/lsfashion

Primary LanguageJavaScriptOtherNOASSERTION

Blank Intel XDK and Apache Cordova Project

See LICENSE.md for license terms and conditions.

Project File Information

The icon.png and screenshot.png files are not required by your project. They are included for use by the Intel XDK template/demo panel and have no use within a real app. You can safely delete them from your project directory.

The cordova.js script is needed to provide your app with access to Cordova APIs. To add Cordova APIs to your application you must add the corresponding Cordova plugins. See the Plugins section on the Projects tab.

Project Details

Use this project as a starting point for an Intel XDK or Apache Cordova hybrid mobile app. One key file (init-dev.js) contains the initialization code needed to manage the "ready" event. This file manages the Cordova "deviceready" event and the standard browser "documentready" event init events in a way that allows you to run your app in either a Cordova or web app environment. This init code works:

  • within the the Intel XDK Simulate tab (and old Emulate tab)

  • in the Intel XDK App Preview application (Test tab)

  • when you run your app inside a standard Browser

  • in an app built using Apache Cordova (aka Cordova CLI) of PhoneGap

When init-dev.js completes execution it issues a custom app.Ready event.
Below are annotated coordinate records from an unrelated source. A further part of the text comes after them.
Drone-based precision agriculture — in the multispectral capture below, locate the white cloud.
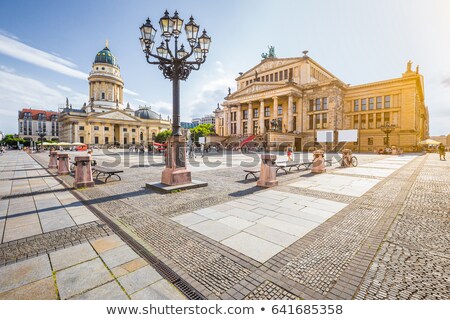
[0,33,88,80]
[56,84,72,92]
[0,70,86,133]
[123,88,139,96]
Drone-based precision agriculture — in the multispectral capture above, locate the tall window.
[369,98,374,110]
[361,99,367,111]
[377,97,383,109]
[353,100,359,111]
[316,99,320,111]
[309,99,314,111]
[384,96,391,108]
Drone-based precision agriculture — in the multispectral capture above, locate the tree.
[155,130,172,143]
[191,123,214,141]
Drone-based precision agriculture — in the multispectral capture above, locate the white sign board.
[338,130,358,142]
[316,130,333,142]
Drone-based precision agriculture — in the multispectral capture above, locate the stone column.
[236,104,242,135]
[287,95,294,132]
[271,97,278,119]
[247,101,253,135]
[259,99,265,134]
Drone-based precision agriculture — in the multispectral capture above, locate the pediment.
[239,58,304,79]
[96,111,136,121]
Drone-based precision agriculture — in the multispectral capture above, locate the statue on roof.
[261,46,277,59]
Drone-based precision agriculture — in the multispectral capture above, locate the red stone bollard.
[73,156,94,188]
[311,150,327,173]
[58,153,70,175]
[256,154,278,187]
[48,151,58,169]
[341,149,352,168]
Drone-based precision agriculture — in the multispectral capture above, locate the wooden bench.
[244,170,259,180]
[92,166,123,183]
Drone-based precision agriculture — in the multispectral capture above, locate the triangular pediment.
[95,110,137,121]
[236,58,305,80]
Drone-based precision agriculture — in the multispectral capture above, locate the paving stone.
[56,258,113,299]
[0,255,52,293]
[131,280,187,300]
[50,243,97,271]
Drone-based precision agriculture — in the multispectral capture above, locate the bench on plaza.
[92,166,123,183]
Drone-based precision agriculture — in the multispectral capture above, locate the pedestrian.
[438,143,445,160]
[286,144,292,161]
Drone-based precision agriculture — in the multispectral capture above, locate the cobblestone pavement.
[0,151,186,300]
[29,150,450,299]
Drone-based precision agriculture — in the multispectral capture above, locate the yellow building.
[59,44,171,147]
[214,51,428,151]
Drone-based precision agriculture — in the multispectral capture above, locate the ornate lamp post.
[139,10,211,185]
[380,122,395,148]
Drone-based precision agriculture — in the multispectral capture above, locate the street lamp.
[139,10,211,185]
[36,128,47,150]
[380,122,395,148]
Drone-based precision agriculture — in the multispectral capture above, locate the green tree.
[155,130,172,143]
[191,123,214,142]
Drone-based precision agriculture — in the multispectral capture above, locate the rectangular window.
[361,99,367,111]
[384,96,391,108]
[308,115,314,130]
[377,97,383,109]
[315,114,321,129]
[369,113,373,129]
[322,113,328,129]
[376,113,381,128]
[316,99,320,111]
[369,98,374,110]
[353,100,359,112]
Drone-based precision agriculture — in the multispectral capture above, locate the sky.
[0,0,450,135]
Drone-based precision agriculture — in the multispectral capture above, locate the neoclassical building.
[214,51,429,151]
[59,43,171,146]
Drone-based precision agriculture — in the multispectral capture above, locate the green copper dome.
[94,47,119,68]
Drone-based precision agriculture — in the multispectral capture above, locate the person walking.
[286,144,293,161]
[438,143,445,160]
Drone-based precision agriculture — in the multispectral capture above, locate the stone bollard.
[256,154,278,187]
[341,149,352,168]
[311,150,327,173]
[73,156,94,188]
[48,151,58,169]
[58,153,70,175]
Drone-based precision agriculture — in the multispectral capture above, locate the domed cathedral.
[59,41,171,147]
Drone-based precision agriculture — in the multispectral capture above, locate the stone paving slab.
[56,258,113,299]
[0,255,52,293]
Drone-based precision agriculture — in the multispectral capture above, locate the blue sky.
[0,0,450,135]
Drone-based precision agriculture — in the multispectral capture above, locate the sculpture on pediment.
[261,46,276,59]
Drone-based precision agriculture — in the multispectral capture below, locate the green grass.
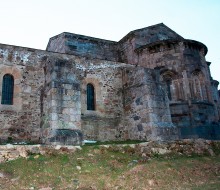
[0,146,220,190]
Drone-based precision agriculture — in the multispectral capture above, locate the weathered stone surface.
[0,23,220,142]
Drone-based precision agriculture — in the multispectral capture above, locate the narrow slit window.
[166,80,172,100]
[1,74,14,105]
[87,84,95,110]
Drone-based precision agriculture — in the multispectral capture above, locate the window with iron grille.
[1,74,14,105]
[87,84,95,110]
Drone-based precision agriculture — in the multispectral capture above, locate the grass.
[0,146,220,190]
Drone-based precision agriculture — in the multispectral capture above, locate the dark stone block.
[49,129,83,145]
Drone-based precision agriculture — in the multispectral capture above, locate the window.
[165,79,172,100]
[87,84,95,110]
[1,74,14,105]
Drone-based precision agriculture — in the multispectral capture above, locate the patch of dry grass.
[0,146,220,190]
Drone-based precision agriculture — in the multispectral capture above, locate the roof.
[119,23,184,44]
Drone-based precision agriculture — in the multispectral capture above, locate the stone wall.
[0,45,44,141]
[123,67,178,140]
[46,32,118,61]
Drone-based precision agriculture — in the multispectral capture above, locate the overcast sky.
[0,0,220,87]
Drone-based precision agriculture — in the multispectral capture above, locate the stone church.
[0,23,220,144]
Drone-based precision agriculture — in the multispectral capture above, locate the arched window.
[87,83,95,110]
[165,79,172,100]
[1,74,14,105]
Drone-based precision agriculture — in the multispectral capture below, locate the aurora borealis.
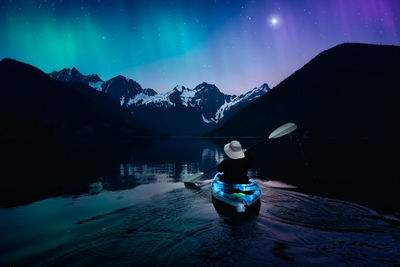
[0,0,400,94]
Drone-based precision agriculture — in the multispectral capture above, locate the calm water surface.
[0,138,400,266]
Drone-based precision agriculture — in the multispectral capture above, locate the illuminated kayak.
[212,172,261,212]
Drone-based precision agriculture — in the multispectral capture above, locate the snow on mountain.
[49,68,270,124]
[214,83,270,121]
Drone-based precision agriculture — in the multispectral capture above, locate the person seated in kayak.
[217,140,254,184]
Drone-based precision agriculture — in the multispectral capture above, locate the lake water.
[0,138,400,266]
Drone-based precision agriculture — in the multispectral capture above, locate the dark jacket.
[217,153,254,184]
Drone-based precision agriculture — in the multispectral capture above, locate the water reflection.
[0,138,400,266]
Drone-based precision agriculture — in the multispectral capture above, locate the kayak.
[211,172,261,212]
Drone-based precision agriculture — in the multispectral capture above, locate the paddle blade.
[268,122,297,139]
[183,172,204,183]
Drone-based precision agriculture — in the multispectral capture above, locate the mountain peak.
[173,85,188,92]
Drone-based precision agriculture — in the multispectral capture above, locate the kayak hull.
[212,172,261,213]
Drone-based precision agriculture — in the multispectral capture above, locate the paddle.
[183,122,297,183]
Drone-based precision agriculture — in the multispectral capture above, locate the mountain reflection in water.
[0,138,400,266]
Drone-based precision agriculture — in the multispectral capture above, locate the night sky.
[0,0,400,94]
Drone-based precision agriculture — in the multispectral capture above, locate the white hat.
[224,140,244,159]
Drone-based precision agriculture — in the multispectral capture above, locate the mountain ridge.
[211,43,400,138]
[49,68,270,134]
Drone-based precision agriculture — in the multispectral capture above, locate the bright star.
[268,14,281,29]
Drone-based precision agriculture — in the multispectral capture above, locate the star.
[268,14,281,29]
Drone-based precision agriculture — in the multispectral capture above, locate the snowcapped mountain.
[49,68,270,133]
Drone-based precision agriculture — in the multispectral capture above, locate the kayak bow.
[211,172,261,212]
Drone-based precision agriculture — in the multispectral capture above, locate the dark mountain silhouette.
[0,59,158,149]
[211,43,400,138]
[49,68,270,135]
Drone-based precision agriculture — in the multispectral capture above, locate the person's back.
[217,141,253,184]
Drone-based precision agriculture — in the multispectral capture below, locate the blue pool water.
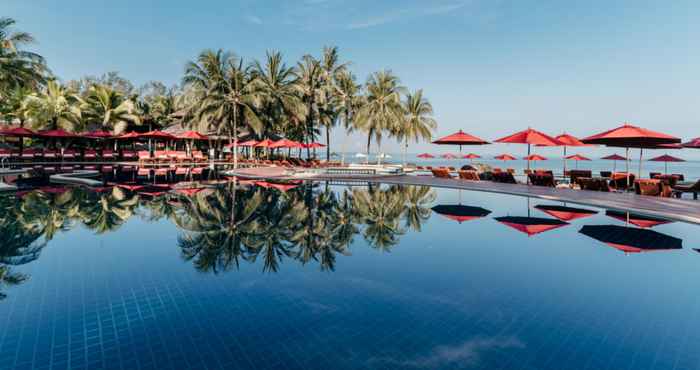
[0,184,700,370]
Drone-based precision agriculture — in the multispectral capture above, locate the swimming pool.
[0,182,700,369]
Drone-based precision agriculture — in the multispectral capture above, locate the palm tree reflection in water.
[0,182,435,299]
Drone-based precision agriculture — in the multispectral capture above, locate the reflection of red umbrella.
[432,204,491,224]
[495,216,568,236]
[83,130,112,139]
[650,154,685,173]
[601,154,627,172]
[535,205,598,221]
[496,128,562,174]
[433,130,490,153]
[579,225,683,253]
[581,123,681,181]
[255,181,299,193]
[605,211,673,229]
[39,129,77,139]
[177,131,209,140]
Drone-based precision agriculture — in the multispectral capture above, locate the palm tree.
[183,50,263,168]
[0,17,48,101]
[22,80,82,131]
[296,55,325,158]
[82,85,141,135]
[253,52,307,140]
[355,71,405,162]
[396,90,437,164]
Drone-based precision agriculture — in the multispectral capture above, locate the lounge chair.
[491,172,518,184]
[431,168,452,179]
[576,177,610,192]
[458,170,481,181]
[634,179,671,198]
[671,180,700,200]
[527,172,557,188]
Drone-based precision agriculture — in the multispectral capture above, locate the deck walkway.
[230,168,700,224]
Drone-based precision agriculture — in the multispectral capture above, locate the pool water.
[0,183,700,370]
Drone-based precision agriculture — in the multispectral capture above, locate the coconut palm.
[355,71,405,161]
[183,50,263,168]
[82,85,141,135]
[22,80,83,131]
[396,90,437,164]
[0,17,48,101]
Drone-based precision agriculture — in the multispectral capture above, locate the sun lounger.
[672,180,700,200]
[576,177,610,192]
[458,170,481,181]
[431,168,452,179]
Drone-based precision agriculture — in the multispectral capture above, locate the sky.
[5,0,700,156]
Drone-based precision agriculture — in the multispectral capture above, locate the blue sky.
[1,0,700,152]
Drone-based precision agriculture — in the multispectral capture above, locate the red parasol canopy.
[601,154,626,161]
[495,216,568,236]
[38,129,77,138]
[433,130,490,147]
[253,139,274,148]
[138,130,175,140]
[683,137,700,149]
[605,210,673,229]
[535,205,598,221]
[581,123,681,148]
[495,128,563,146]
[523,154,547,161]
[0,127,37,137]
[82,130,113,139]
[579,225,683,253]
[177,131,209,140]
[649,154,685,162]
[432,204,491,224]
[564,154,590,161]
[116,131,139,140]
[270,139,302,148]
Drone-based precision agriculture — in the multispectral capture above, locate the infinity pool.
[0,183,700,370]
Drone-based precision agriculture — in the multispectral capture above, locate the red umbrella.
[683,137,700,149]
[605,211,673,229]
[535,205,598,221]
[432,204,491,224]
[270,139,302,148]
[601,154,627,172]
[177,131,209,140]
[581,123,681,185]
[433,130,490,153]
[38,129,78,139]
[496,128,563,175]
[579,225,683,253]
[495,216,568,236]
[83,130,113,139]
[493,154,518,162]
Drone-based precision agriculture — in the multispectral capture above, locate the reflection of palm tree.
[353,187,404,251]
[173,185,263,273]
[403,186,436,231]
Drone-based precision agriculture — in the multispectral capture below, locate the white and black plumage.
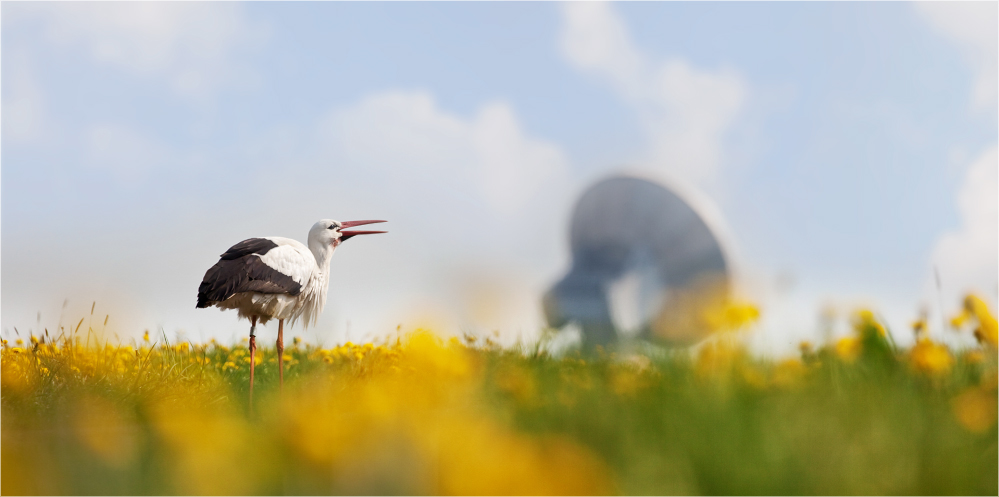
[198,219,385,395]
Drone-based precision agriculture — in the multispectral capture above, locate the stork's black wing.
[198,238,302,307]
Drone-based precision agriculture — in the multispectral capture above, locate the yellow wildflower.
[853,309,885,336]
[951,388,999,433]
[836,337,860,362]
[964,294,999,347]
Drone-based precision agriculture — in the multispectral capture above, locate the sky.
[0,2,999,354]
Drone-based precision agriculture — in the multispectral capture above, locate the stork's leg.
[250,316,257,412]
[277,319,284,390]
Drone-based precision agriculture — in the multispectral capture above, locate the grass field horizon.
[0,296,999,495]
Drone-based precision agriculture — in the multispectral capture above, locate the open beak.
[340,219,388,242]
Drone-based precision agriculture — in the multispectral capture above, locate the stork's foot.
[277,319,284,391]
[250,318,257,413]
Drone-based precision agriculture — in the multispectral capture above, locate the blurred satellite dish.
[543,176,730,349]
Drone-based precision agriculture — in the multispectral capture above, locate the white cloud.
[914,2,999,110]
[561,2,747,186]
[932,145,999,306]
[320,92,567,216]
[304,91,573,338]
[2,50,46,145]
[11,2,260,97]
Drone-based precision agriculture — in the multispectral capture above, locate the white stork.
[198,219,386,402]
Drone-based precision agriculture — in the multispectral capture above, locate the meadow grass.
[0,301,999,495]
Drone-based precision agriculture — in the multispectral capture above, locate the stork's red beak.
[340,219,388,242]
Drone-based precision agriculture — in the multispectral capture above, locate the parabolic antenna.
[543,176,730,348]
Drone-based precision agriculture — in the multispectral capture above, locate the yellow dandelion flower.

Use this event to start your application, rather than waiting on "deviceready" or "documentready" or "windowload" or similar events. You should not have to modify anything in init-dev.js to use this code. Also, init-dev.js has been written so that it is not dependent on any external libraries or specific webviews. It has been tested with the following webviews and browsers:

  • Android 2.3, 4.0-4.3, 4.4, 5.x, 6.x and 7.x

  • iOS 6, 7, 8, 9 and 10

  • Windows 8 Phone, Windows 8.x and Windows 10

  • Crosswalk

  • Chrome Desktop Browser

  • Internet Explorer 10 and 11 and Microsoft Edge

This blank project works well for converting an existing web app into a hybrid app. One of the biggest issues encountered when porting a web app to a hybrid app is resolving the init sequence of the web app with the init sequence required of a hybrid HTML5 app. This gets especially difficult when large third-party libraries are part of the app. Due to the additional burden of initializing the underlying native code layer, developers sometimes have trouble getting their code that runs in a desktop browser to initialize in an HTML5 hybrid webview. Frequently this is due to the significant difference in resources between the desktop browser and the mobile webview (e.g., less memory, lower performance and a reduced feature set).

There are many comments in the files in this project. Please read those comments for details and further documentation. In particular, see the comments in the index.html file for recommendations on how to load your third-party libraries relative to your application code and the special Cordova library.

There are a large number of console.log() messages contained within init-dev.js. They can be used to debug initialization problems and understand how the file works. It is highly recommended that you leave those console.log() messages in that file, they will not unduly slow down or burden your application. Set dev.LOG = true to enable the console.log() messages in init-dev.js and set it to false for release code, it is normally set to false.

BTW: the "dev” prefix refers to "device" in this context, not "develop," because it grew out of a desire to build a more reliable and flexible "device ready" detector.